Credentials to connect to Redshift database.
SVV_TABLE_INFO View contains summary information for tables in the Redshift database and is visible only to superusers. The permissions to query the view are needed while scanning metadata from Scanner Workflow.
Redshift user must grant SELECT privilege on table SVV_TABLE_INFO to fetch the metadata of tables and views.
Access Permissions in DataOS: To execute a Scanner Workflow in DataOS, verify that at least one of the following role tags is assigned:
- roles:id:data-dev
- roles:id:system-dev
- roles:id:user
Use the following command to check assigned roles:
```
dataos-ctl user get
```
If any required tags are missing, contact a DataOS Operator or submit a Grant Request for role assignment.

Alternatively, if access is managed through use cases, ensure the following use cases are assigned:
- Read Workspace
- Run as Scanner User
- Manage All Depot
- Read All Dataset
- Read All Secrets from Heimdall
To validate assigned use cases Contact DataOS Operator, and to know more refer to the Bifrost Application Use Cases section.

Pre-created Redshift Depot. To check the Depot go to the Metis UI of the DataOS or use the following command:

dataos-ctl get -t depot -a


# Expected output

INFO[0000] 🔍 get...
INFO[0000] 🔍 get...complete

| NAME             | VERSION | TYPE  | WORKSPACE | STATUS | RUNTIME | OWNER      |
| ---------------- | ------- | ----- | --------- | ------ | ------- | ---------- |
| redshiftdepot    | v2alpha | depot |           | active |         | usertest   |

If the Redshift Depot is not created, create a Depot using the following Depot Template:

name: ${{redshift-depot-name}}
version: v2alpha
type: depot
tags:
  - ${{redshift}}
layer: user
description: ${{Redshift Sample data}}
depot:
  type: REDSHIFT
  redshift:
    host: ${{hostname}}
    subprotocol: ${{subprotocol}}
    port: ${{5439}}
    database: ${{sample-database}}
    bucket: ${{tmdc-dataos}}
    relativePath: ${{development/redshift/data_02/}}
  external: ${{true}}
  secrets:
    - name: ${{redshift-instance-secret-name}}-r
      allkeys: true

    - name: ${{redshift-instance-secret-name}}-rw
      allkeys: true

The Depot enables access to all schemas visible to the specified user in the configured database, REDSHIFT.
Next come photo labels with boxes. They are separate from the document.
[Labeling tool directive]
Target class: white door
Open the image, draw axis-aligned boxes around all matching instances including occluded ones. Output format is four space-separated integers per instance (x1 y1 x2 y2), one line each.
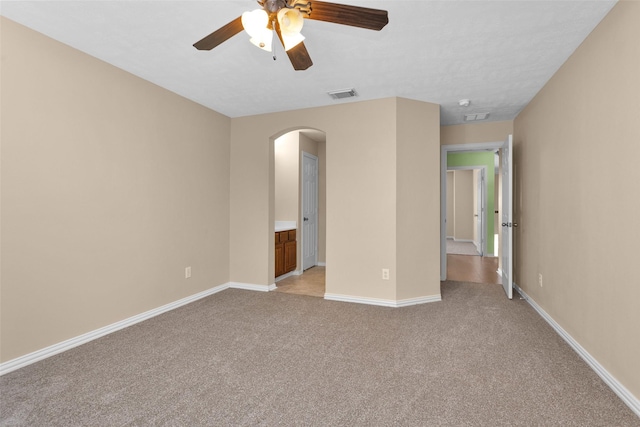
500 135 514 299
302 152 318 271
473 169 486 256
Scanner Workflow for Redshift¶

The manifest configuration for the Redshift are as follows:

version: v1
name: redshift-scanner2
type: workflow
tags:
  - redshift-scanner2.0
description: The workflow scans schema tables and register metadata
workflow:
  dag:
    - name: scanner2-redshift
      description: The job scans schema from redshift depot tables and register metadata to metis2
      spec:
        stack: scanner:2.0
        compute: runnable-default
        runAsUser: metis
        stackSpec:
          depot: redshiftdepot
          sourceConfig:
            config:
              markDeletedTables: false
              includeTables: true
              includeViews: false
              schemaFilterPattern:
                includes:
                  - ^Public$
              tableFilterPattern:
                includes:
                  - ^Customer.*

Once the credentials of the sample file is given by the user and save with the .yam/.yml extension it can be deployed to extract the meta data by using the following command:

dataos-ctl resource apply -f ${{path to the Scanner YAML}}

Updating the Scanner Workflow:

If the Depot or Scanner configurations are updated, the Scanner must be redeployed after deleting the previous instance. Use the following command to delete the existing Scanner:

  dataos-ctl delete -f ${{path-to-Scanner-YAML}}]

OR

  dataos-ctl delete -t workflow -n ${{name of Scanner}} -w ${{name of workspace}}

Best Practice

As part of best practices, it is recommended to regularly delete Resources that are no longer in use. This practice offers several benefits, including saving time and reducing costs.